Она помнила до мельчайших подробностей тот момент, когда Лили прибежала в гостевую комнату с широко раскрытыми глазами, в которых плескалось чувство тревоги и что-то еще, что-то непонятное. Возможно, Сьюзен и отмахнулась бы от проблем Лили, как она делала обычно. Вот трусиха, вроде старше её на два года, а суетится по малейшему поводу.
— Включи радио, Сьюзен! Срочно включи радио!
— Да не суетись ты, что у тебя опять случилось? Шпильку сломала или тушь потекла? Да, успокойся, успокойся, не дрожи так, включаю, включаю...
"....вынуждены с прискорбием сообщить вам, что поезд, следовавший по маршруту Эндовер-Лондон, сегодня утром сошёл с рельсов близ вокзала Паддингтон из-за случайного стечения обстоятельств. Среди пассажиров поезда пострадало около пятидесяти человек, среди ожидавших на станции — трое, десять человек погибли. Пока ещё не все погибшие опознаны. Среди опознанных оказались профессор философии Дигори Кёрк, пожилая домохозяйка Полли Пламмер и их родственники, Питер Пэвенси, Эдмунд Пэвэнси и Люси Пэвэнси..."

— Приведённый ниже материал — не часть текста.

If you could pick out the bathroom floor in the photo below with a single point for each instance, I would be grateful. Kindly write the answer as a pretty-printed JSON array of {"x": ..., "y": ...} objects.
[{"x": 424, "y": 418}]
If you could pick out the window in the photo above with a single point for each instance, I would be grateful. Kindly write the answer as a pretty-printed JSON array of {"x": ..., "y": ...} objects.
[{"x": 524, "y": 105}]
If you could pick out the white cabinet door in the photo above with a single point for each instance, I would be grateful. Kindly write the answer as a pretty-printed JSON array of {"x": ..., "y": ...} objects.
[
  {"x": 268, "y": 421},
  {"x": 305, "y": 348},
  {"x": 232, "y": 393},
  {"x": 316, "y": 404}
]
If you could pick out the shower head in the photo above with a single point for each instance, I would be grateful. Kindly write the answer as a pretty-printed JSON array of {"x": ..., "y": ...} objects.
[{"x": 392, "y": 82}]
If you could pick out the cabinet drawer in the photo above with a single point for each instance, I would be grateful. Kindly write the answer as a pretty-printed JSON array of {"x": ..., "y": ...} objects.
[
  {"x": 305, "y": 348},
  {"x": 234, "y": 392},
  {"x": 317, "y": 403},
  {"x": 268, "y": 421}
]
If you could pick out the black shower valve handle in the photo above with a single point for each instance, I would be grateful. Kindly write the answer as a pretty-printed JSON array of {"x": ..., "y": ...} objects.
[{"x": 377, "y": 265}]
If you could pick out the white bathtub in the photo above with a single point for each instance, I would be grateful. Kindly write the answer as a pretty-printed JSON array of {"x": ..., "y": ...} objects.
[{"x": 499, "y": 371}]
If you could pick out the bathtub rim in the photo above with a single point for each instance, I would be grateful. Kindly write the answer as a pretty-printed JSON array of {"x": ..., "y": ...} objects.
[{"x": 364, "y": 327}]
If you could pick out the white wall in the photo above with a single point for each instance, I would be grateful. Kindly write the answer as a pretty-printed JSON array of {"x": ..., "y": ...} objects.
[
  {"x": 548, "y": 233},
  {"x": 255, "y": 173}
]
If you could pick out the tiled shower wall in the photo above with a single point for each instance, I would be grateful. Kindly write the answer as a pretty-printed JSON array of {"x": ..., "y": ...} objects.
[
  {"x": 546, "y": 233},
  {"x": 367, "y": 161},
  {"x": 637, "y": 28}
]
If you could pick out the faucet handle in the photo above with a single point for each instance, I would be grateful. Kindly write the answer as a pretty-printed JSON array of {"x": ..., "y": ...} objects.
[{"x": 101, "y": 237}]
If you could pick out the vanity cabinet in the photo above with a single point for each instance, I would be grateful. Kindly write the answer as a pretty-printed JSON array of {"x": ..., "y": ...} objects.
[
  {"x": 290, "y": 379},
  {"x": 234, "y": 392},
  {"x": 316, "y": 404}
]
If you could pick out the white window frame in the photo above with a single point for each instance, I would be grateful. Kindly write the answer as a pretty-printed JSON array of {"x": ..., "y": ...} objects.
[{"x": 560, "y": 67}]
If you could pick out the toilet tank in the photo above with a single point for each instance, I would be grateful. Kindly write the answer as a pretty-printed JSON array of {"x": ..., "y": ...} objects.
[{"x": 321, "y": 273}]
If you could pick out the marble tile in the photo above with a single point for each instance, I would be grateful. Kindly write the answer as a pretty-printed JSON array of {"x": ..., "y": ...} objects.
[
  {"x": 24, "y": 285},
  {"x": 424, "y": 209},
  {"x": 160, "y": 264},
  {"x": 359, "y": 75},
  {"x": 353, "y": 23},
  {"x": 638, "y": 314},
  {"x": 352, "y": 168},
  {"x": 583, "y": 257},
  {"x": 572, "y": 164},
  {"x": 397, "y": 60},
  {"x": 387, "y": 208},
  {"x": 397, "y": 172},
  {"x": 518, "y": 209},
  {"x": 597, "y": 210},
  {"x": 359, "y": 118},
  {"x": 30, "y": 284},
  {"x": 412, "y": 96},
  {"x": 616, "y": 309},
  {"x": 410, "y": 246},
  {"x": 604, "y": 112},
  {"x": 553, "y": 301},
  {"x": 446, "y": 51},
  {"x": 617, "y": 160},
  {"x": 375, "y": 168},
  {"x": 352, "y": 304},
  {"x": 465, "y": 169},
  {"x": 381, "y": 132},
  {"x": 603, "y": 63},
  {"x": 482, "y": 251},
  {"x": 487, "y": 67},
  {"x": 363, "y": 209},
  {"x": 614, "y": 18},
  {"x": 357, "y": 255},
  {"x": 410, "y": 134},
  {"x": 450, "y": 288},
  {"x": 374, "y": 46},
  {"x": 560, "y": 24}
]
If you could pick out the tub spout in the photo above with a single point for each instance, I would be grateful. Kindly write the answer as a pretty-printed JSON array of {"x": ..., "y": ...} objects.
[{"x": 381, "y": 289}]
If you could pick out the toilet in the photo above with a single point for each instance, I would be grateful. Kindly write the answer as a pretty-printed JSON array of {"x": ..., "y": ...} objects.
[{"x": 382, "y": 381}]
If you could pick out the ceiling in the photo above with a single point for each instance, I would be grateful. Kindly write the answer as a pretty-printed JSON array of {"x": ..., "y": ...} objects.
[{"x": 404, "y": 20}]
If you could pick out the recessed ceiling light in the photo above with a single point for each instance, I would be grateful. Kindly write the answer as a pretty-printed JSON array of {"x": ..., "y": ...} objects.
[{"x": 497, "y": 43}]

Неуловимым и точным, как удар меча, движением Сьюзен коснулась настройки радиоприёмника, страшный голос сменился бессмысленным шумом. Подняла голову, и потолок её комнаты вдруг начал приближаться, медленно падая. Чтобы устоять на ногах, она вцепилась в руку Лили, своей, как она с горькой ясностью теперь понимала, бывшей подруги...
1) Бойтесь данайцев, дары приносящих.
Тогда Иисус говорит ему: следуй за мной, сатана, ибо написано: Истинному Богу твоему поклоняйся и Ему одному служи. (Мф, 4:10)(1)
Когда мир рухнул, она оказалась под его обломками. Ничто на свете больше не имело значения. Люди, с явно фальшивой жалостью смотревшие на неё, деревья, развеваемые вечерним ветром, слезы, капавшие из глаз, ласковый священник на кладбище, гробы, опускаемые в землю. Отныне это была только часть реальности, в которой ей приходилось существовать. Не жить, нет. Жизнь осталась позади. Сьюзен Великодушная, Сьюзен Великолепная — в мире Нарнии у неё было много, так много имён. Теперь все они не имели ни малейшего смысла, все эти имена унёс дым, дым от старых фотографий, которые она сама отправила в камин. Ей казалось справедливым избавление от иллюзий, ведь её семья мертва, а ей слишком больно смотреть в эти улыбающиеся лица...
Она снова и снова вспоминала его слова, которые он сказал ей при расставании. "Помни, Сьюзен, ко мне можно прийти из всех миров". Вот он и забрал всю её семью в свой таинственный мир за гранью веков, великий лев-создатель, Существо, лишенное милосердия к людям. Сначала он отобрал у неё Нарнию под смехотворным предлогом, а потом и семью. А она так верила ему, так мечтала, так надеялась на будущее. Ей казалось, что вся жизнь впереди, и Нарния подождёт, она почти перестала верить в её существование. О, ей напомнили, напомнили с деликатностью палача. Теперь она ничего и никогда не забудет.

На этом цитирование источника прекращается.